The bos'n moved in on Craig then, and Craig turned, fast. One arm extended, the edge of the hand flat and deadly as an ax, the other clenched into a fist, an object of muscle and will that could smash through a wooden door. Theseus hesitated, stopped out of range, his gun on Craig.
Naxos said: 'Take him, why don't you?' Theseus hesitated. 'Go on,' Naxos said, 'you can eat him.'
Theseus shook his head. 'I can try,' he said. 'He'd kill me.'
Dyton-Blease said: 'It's really a very amusing situation. We unmask the villain, bring him to justice, point guns at him, and are frightened to death.'
'Mister, you should be,' Theseus said.
'Look,' said Naxos. 'Let's cut out the crap. We know why you're here, Craig—to kill me. You had it all set up right,
didn't you? If Dyton-Blease here hadn't stopped you, you'd have shot me. You had that cupola opened, right? And you had a swell excuse for getting away with it—trying to keep me alive.
'Well, it won't work. I know you want me dead so that you can set up a new oil agreement through Flip. You think I don't know you hired that steward to feed her heroin? But I do know it. I even found the stuff in your suitcase, when I searched your room. I know why you had him murdered too, because we were on to him. You were afraid he would squeal.'
Craig stood there like a stone man, arms at his sides, concentrating on Theseus to the left of him. If he moved in again, he might get the gun.
'Give up, why don't you?' Naxos said. 'Dyton-Blease here told me the lot. He worked for your government out in Zaarb, didn't he? He set up a deal with the Tuareg, didn't he? And when it came to the crunch the British were going to go in and take over the whole country—just like they tried in Egypt. Just long enough to get the cobalt out. You think we didn't know about that either? For Chrissake man, why don't you answer?'
Craig shrugged. 'You've made up your mind already,' he said. 'You've talked to a traitor and the girl he's fooled, and you prefer their word to mine. You don't say anything about proof, Naxos.'
Naxos said: 'Oh, we've got proof all right. Jesus, have we got proof. And I don't just mean the heroin.' He pressed a bell and sat back, squirming in impatience until Andrews came in, looked at Craig, looked away again.
'Tell him,' said Naxos.
Andrews said: 'It's no good, Craig. I'm not going through with it. I won't torture Mrs. Naxos like that. You had no right—'
'What about the killing?' asked Naxos.
'That only came in the last instructions—when Grierson got to Venice. I signed on for this job to save life, not to take it,' Andrews said.

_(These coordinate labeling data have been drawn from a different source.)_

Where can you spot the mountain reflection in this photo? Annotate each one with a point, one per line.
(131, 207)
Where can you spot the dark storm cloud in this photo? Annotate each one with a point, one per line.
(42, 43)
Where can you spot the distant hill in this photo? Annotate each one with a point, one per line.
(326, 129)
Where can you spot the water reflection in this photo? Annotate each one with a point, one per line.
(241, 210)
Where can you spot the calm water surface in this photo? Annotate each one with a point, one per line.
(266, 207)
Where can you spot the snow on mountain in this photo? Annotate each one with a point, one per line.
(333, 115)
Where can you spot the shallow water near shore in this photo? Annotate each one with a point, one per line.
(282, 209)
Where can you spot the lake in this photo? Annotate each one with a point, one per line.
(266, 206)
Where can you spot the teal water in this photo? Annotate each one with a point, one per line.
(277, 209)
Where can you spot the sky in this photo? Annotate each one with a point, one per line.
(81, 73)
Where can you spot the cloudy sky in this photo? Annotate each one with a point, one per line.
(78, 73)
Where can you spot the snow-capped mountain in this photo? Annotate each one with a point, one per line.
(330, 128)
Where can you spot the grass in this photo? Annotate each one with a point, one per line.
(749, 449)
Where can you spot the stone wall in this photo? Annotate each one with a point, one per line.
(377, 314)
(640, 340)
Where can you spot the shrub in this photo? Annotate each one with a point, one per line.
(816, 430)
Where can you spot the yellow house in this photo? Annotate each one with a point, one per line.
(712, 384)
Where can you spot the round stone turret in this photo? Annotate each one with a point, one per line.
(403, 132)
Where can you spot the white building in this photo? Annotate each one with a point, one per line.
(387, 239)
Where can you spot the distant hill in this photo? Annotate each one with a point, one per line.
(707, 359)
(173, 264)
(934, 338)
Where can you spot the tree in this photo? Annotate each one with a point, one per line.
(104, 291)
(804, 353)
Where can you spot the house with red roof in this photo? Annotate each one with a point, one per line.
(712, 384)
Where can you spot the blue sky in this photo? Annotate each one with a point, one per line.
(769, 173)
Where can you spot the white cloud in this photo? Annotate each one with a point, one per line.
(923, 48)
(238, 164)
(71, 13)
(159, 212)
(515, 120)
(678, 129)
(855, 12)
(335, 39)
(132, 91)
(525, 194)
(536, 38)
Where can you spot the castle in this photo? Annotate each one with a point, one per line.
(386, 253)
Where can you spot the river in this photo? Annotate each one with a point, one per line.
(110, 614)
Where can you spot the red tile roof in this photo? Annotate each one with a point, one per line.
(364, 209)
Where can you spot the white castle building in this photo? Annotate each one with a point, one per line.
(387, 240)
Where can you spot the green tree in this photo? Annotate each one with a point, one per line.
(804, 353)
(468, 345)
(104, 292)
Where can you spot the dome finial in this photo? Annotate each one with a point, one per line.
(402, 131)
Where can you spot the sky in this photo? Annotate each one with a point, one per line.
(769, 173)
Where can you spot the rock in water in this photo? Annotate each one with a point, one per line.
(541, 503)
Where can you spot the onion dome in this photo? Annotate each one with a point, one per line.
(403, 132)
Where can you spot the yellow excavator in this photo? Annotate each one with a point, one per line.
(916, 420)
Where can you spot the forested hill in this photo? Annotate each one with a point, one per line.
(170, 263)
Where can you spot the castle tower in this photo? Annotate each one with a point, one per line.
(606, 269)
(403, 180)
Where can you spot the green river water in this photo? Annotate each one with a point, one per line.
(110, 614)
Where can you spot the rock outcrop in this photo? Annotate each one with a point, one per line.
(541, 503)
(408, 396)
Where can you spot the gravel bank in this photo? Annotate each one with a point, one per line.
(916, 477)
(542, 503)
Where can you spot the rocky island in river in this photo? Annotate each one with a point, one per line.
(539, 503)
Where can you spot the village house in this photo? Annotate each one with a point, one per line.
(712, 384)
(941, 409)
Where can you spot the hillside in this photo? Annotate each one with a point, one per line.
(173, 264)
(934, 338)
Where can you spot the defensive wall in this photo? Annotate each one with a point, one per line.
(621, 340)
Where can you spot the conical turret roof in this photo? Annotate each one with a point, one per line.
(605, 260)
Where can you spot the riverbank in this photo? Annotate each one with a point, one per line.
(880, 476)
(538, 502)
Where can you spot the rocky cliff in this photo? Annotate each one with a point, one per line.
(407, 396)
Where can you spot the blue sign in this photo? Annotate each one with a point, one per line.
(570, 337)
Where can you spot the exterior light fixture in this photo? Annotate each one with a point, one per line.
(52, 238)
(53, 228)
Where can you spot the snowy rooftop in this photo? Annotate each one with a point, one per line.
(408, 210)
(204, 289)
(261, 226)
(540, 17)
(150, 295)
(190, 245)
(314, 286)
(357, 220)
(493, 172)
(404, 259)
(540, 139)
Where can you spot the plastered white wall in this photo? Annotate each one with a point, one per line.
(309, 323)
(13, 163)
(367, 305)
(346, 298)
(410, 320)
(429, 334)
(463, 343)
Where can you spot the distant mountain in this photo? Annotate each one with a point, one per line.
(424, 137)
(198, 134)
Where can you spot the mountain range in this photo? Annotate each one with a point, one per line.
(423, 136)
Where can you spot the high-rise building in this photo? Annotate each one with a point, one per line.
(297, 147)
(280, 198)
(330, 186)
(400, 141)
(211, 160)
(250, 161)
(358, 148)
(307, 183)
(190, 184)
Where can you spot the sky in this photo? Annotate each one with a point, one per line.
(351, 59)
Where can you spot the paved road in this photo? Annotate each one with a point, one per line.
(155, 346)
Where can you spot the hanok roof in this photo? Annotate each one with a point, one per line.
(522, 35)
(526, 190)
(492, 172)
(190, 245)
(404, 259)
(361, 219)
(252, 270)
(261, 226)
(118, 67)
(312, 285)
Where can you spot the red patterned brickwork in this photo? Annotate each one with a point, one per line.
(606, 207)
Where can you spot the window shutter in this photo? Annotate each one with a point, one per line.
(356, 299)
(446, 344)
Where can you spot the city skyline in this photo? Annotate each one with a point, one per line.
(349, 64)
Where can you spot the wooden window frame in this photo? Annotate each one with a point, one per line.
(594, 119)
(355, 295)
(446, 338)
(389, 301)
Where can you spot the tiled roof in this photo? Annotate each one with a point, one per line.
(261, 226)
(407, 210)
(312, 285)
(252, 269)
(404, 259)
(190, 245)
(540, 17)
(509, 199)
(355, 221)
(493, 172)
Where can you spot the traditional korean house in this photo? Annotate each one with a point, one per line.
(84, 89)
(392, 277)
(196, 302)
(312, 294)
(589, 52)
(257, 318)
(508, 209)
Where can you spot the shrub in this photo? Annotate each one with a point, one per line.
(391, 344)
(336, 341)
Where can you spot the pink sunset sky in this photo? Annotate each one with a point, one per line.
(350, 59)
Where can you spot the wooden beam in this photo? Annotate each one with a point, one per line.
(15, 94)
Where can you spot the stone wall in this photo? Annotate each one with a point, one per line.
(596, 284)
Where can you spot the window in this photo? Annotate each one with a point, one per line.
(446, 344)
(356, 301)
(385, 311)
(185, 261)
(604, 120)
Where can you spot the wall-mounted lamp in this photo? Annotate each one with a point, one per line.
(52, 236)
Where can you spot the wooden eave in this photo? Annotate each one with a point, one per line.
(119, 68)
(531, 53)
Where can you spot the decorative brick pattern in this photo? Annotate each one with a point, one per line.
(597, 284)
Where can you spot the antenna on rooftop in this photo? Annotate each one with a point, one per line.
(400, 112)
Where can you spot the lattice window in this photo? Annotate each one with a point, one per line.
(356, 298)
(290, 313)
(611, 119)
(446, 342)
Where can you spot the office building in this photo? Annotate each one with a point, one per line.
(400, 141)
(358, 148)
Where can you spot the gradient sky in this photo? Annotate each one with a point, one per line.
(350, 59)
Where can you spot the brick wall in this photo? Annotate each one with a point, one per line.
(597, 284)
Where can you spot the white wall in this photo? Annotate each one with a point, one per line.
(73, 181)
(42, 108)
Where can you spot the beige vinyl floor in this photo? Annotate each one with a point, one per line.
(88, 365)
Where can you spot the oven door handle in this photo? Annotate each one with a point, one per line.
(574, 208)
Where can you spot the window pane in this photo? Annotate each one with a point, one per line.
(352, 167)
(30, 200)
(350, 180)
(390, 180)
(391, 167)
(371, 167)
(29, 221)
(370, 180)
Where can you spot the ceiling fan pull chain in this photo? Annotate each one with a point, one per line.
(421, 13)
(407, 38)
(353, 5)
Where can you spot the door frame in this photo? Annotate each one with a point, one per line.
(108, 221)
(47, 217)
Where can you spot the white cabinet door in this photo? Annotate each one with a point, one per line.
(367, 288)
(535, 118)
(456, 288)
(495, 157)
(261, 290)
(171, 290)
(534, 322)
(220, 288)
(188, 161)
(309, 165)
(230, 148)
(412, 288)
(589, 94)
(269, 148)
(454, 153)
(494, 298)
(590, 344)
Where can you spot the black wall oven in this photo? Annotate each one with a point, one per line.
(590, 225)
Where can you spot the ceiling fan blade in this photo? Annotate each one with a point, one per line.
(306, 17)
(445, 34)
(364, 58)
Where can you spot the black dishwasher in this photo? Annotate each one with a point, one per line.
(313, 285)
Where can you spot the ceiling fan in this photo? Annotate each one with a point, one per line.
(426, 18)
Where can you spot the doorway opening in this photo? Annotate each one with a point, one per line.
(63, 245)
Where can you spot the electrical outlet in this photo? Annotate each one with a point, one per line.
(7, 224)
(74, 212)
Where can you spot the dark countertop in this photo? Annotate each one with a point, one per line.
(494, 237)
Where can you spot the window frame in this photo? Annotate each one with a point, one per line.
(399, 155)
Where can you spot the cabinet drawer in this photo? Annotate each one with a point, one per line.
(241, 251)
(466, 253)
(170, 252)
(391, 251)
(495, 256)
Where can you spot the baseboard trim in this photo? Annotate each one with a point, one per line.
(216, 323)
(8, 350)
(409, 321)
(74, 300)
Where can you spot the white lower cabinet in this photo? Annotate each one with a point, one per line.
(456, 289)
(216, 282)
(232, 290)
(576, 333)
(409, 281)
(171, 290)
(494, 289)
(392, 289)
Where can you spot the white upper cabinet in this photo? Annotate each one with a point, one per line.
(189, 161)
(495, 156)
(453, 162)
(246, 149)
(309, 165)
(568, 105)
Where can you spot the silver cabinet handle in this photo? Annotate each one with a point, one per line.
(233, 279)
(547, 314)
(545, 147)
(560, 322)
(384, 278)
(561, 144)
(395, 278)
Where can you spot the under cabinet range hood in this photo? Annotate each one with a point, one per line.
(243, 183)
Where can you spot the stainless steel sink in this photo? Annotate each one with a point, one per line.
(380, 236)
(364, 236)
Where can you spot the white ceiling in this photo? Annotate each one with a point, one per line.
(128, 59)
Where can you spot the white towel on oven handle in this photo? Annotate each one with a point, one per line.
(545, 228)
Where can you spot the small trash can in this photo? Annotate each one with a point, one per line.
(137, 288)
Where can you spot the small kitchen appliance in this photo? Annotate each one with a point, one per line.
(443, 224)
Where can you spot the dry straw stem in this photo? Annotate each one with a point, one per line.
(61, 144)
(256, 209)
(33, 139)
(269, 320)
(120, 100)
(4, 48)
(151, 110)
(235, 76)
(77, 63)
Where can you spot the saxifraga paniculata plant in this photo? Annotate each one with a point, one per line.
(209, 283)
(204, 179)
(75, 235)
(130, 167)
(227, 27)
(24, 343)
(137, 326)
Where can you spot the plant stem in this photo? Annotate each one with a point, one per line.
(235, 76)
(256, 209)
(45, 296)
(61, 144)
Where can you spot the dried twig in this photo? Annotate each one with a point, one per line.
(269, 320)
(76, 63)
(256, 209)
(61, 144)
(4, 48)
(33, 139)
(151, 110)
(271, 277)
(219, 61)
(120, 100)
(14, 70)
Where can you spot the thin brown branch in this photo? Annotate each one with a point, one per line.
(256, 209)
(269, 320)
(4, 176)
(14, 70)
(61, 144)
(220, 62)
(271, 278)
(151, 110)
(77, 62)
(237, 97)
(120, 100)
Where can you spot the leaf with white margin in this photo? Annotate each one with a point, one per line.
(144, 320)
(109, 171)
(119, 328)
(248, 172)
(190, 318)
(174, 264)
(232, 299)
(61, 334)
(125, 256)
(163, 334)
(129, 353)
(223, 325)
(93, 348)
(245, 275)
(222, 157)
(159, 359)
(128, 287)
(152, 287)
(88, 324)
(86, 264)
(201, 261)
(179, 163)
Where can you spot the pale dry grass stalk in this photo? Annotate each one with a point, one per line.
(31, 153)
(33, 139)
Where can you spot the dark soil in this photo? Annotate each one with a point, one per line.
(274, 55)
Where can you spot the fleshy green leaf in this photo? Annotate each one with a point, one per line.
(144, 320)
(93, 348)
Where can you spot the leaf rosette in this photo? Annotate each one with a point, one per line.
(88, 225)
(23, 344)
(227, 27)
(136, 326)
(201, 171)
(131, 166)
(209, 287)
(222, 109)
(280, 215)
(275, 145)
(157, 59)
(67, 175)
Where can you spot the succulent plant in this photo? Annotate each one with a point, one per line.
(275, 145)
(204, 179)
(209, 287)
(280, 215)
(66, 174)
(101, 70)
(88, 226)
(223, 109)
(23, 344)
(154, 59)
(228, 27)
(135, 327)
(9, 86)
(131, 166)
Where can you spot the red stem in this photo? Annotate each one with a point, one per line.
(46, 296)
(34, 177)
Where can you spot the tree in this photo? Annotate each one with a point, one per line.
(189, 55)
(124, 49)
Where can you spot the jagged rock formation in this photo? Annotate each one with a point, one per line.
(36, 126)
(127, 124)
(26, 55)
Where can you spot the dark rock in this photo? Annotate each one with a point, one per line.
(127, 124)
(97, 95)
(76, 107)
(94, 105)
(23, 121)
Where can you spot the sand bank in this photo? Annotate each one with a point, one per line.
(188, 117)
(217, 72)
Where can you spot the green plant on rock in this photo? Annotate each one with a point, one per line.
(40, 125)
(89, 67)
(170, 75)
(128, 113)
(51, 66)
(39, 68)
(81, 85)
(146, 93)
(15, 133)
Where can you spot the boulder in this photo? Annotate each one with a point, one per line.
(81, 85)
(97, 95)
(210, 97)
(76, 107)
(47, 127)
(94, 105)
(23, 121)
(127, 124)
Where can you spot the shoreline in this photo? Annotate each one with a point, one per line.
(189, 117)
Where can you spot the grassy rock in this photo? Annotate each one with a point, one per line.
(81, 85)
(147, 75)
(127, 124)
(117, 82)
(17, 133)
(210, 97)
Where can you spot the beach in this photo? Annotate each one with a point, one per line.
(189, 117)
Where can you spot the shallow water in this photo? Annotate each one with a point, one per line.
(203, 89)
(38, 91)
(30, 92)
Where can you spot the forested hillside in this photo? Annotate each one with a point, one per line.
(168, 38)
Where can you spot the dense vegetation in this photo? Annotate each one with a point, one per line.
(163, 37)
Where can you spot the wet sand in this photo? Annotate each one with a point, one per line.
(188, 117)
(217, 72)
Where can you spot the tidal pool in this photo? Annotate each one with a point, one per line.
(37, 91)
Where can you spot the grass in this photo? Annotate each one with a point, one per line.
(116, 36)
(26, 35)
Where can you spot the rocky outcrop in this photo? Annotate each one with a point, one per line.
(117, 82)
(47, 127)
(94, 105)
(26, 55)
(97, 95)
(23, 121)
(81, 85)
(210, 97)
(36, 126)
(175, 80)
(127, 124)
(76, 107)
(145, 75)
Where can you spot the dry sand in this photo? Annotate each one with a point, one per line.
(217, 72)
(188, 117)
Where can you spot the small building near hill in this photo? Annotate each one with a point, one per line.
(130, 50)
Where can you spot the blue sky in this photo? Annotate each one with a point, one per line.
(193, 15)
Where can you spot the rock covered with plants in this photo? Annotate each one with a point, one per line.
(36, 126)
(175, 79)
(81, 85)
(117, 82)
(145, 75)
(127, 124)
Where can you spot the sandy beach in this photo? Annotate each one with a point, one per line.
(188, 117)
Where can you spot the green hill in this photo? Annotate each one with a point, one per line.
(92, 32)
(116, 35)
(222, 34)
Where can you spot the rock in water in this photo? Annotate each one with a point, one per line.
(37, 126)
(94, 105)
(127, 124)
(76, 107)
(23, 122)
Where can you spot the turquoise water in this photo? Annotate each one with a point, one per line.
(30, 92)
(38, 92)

'And the take-over in Zaarb?'
'Politics aren't my business,' said Andrews, and Naxos scowled. 'But I know it's true. Loomis told me himself.' 'Who is Loomis?' Dyton-Blease asked. 'Ask Craig.'
I'm asking you,' said Dyton-Blease.
'He's the head of Department K,' Andrews said. 'The man who hired me.'
Craig said: 'He's lying. I don't know who's paying him, but he's lying.'
Andrews said: 'I don't work for money. I work for what is right.'
Incredibly, Craig thought that in this at least he was speaking the truth.